Cuando ha terminado y descubre de nuevo su cara, está metamorfoseada: de mujer sin edad y demasiado pintada se ha convertido en anciana. Pero, en cambio, se diría menos extenuada, menos ausente, casi sosegada. Con paso más firme vuelve hasta el secreter, y abre con la hoja de un cortaplumas el grueso sobre pardo, que vacía sobre las cuartillas esparcidas: una gran cantidad de bolsitas blancas, todas iguales, caen en desorden; empieza a contarlas rápidamente; hay cuarenta y ocho. Coge una de ellas al azar, rasga un ángulo y, sin abrirla más, hace caer por el orificio practicado un poco de su contenido sobre una de las cuartillas manuscritas, que sostiene con la otra mano. Es un polvo blanco, fino y brillante, que observa con cuidado poniéndoselo ante los ojos, pero echando al mismo tiempo la cabeza un poco atrás. Satisfecha de su examen, vuelve a introducir las partículas de polvo en la bolsita, por su estrecha abertura, manteniendo la hoja de papel curvada en forma de embudo rudimentario. Para cerrar luego la bolsita blanca, dobla varias veces el ángulo rasgado. Guarda esta bolsita en uno de los pequeños cajones interiores del secreter. Vuelve a poner las otras en el sobre pardo, contándolas otra vez, y lo deja de nuevo en el tablero del secreter, allí donde lo ha encontrado. El papel que acaba de utilizar ha quedado un poco deformado por la operación. Lady Ava lo enrolla en sentido contrario con objeto de devolverle su lisura primitiva; le llama entonces la atención lo que está escrito en la página y lee unas cuantas líneas.
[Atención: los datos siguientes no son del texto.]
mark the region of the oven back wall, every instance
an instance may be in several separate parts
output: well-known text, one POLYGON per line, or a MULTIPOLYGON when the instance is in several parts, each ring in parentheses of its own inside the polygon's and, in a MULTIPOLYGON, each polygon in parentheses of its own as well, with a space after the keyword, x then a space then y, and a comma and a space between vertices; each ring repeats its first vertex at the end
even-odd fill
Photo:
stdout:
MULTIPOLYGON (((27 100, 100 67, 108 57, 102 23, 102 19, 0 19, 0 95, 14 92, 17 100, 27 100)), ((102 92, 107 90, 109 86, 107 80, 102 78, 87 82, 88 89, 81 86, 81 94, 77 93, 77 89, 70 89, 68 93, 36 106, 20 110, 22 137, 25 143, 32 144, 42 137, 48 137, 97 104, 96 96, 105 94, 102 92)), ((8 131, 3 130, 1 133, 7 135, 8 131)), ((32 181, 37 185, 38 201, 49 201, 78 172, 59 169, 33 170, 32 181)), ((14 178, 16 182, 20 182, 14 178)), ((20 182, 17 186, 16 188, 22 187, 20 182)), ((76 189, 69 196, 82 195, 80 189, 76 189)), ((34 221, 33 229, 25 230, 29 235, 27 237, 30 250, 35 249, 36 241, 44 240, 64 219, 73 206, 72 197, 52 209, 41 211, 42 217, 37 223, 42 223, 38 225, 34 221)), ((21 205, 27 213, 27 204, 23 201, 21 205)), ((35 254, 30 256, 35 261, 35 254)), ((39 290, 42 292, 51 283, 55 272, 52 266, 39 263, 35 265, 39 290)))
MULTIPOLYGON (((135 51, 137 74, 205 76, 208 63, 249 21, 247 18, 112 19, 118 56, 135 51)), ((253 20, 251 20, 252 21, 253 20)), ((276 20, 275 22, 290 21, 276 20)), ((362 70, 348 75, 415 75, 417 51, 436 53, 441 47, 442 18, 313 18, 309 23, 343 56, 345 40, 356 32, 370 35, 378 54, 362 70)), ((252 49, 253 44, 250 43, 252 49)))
Con la cuartilla en la mano, y mientras prosigue su lectura, se dirige hacia la cama, una gran cama cuadrada de dosel, que está situada en una alcoba al otro extremo de la estancia, y toca el timbre para llamar a la criada. Esta reaparece, exactamente con la misma indumentaria que la primera vez, tan sigilosamente como antes y quedándose parada en el mismo sitio. Lady Ava, que se ha sentado en el borde de la cama, la examina detalladamente de arriba abajo, deteniéndose en el pecho, la cintura, las caderas, moldeadas por la seda floja y flexible, para subir luego hasta la cara dorada, nítida como la porcelana, con su boquita barnizada, sus ojos rasgados de esmalte azul, su cabello muy negro alisado en las sienes para descubrir las finas orejas y formar en la nuca una gruesa trenza corta, brillante, poco apretada para que se deshaga en la cama en cuanto se tire del lacito que anuda su extremo. Si la mirada de la señora se ha hecho más precisa, y hasta insistente, la de la criada no ha cambiado; sigue siendo tan impersonal y vacía como antes.